Seeing Governs Spiritual Growth
Let us pass on to growth. Just as the beginning is by seeing, so is growth. Spiritual growth is all a matter of seeing. I want you to think about that. We have to see if we would grow. What is spiritual growth? Well now,answer that carefully, in your heart. I think some people imagine that spiritual growth is getting to know a great deal more truth. No, not necessarily. You may increase in such knowledge as you grow it is true, but it is not just that. What is growth? Well, it is conformity to the image of God's Son. That is the end, and it is toward that that we are progressively and steadily and consistently to move. Full growth, spiritual maturity, will be our having been conformed to the image of God's Son. That is growth. Then if that be so, Paul will say to us, "We all, with unveiled face beholding as in a mirror the glory of the Lord, are transformed into the same image from glory to glory, even as from the Lord the Spirit" (2 Cor. 3:18). Conformity by seeing, growth by seeing.

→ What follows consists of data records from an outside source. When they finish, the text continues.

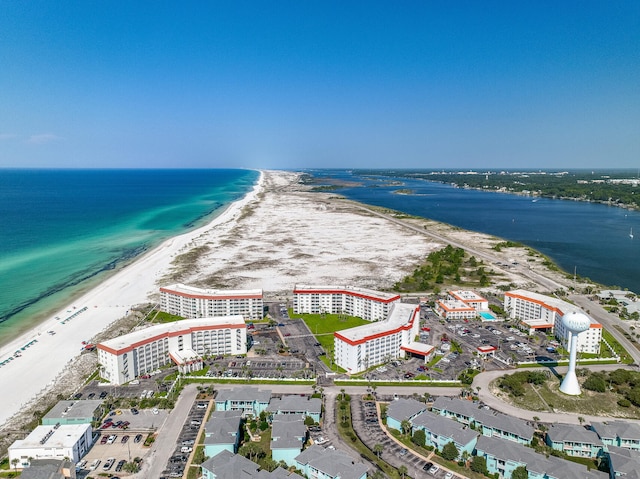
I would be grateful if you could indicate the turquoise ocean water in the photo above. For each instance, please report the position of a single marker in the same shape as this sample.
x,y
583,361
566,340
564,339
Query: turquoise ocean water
x,y
62,231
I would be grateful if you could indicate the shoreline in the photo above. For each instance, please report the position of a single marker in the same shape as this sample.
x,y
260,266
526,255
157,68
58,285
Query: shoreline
x,y
91,312
278,235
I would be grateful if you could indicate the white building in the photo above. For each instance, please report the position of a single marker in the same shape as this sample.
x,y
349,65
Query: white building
x,y
124,358
191,302
537,311
362,347
52,442
461,305
470,298
363,303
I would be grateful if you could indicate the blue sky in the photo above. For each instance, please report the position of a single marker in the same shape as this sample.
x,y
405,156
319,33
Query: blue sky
x,y
306,84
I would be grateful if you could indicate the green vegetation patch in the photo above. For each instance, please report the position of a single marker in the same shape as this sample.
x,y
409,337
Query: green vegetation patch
x,y
448,265
604,393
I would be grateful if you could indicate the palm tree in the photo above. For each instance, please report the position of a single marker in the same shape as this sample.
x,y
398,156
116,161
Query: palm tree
x,y
377,449
405,425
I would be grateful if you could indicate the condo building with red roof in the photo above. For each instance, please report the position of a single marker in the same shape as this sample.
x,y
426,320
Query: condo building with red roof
x,y
192,302
363,303
183,343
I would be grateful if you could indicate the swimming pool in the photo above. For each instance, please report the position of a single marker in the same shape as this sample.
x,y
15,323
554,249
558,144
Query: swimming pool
x,y
487,316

The Ministry of the Holy Spirit
Now that contains a very precious and deep principle. How can we illustrate? That very passage which we have just cited helps us, I think. The last clause will give us our clue - "as from the Lord the Spirit." I trust I do not use too hackneyed an illustration in trying to help this out when I go back to Eliezer, Abraham's servant, and Isaac and Rebekah, that classic romance of the Old Testament. You remember the day came when Abraham, getting old, called his faithful household steward, Eliezer, and said, "Put now your hand under my thigh, and swear that you will not take of the women of this country for a bride for my son, but that you will go to my own kith and kin." And he sware. And then Eliezer set out, as you know, with the camels for the distant country across the desert, praying as he went that the Lord would prosper him and give him a sign. The sign was given at the well. Rebekah responded to the man, and when, after tarrying a bit and being confronted with the challenge quite definitely, she decided to go with the man, on the way he brought out from his treasures things of his master's house, things of his master's son, and showed them to her, and occupied her all the time with his master's son and the things which indicated what a son he was, and what possessions he had and what she was coming into; and this went on right across the desert until they reached the other side and came into the district of the father's home. Isaac was out in the field meditating: and they lifted up their eyes and saw;and the servant said, "There he is! The one of whom I have been speaking to you all the time, the one whose things I have been showing you; there he is! And she lighted down from the camel. Do you think she felt strange, as though she had come from a far country? I think the effect of Eliezer's ministry was to make her feel quite at home, to make her feel that she knew the man she was going to marry. She felt no strangeness or distress or foreign element about this thing. They just merged, shall we say? It was the consummation of a process.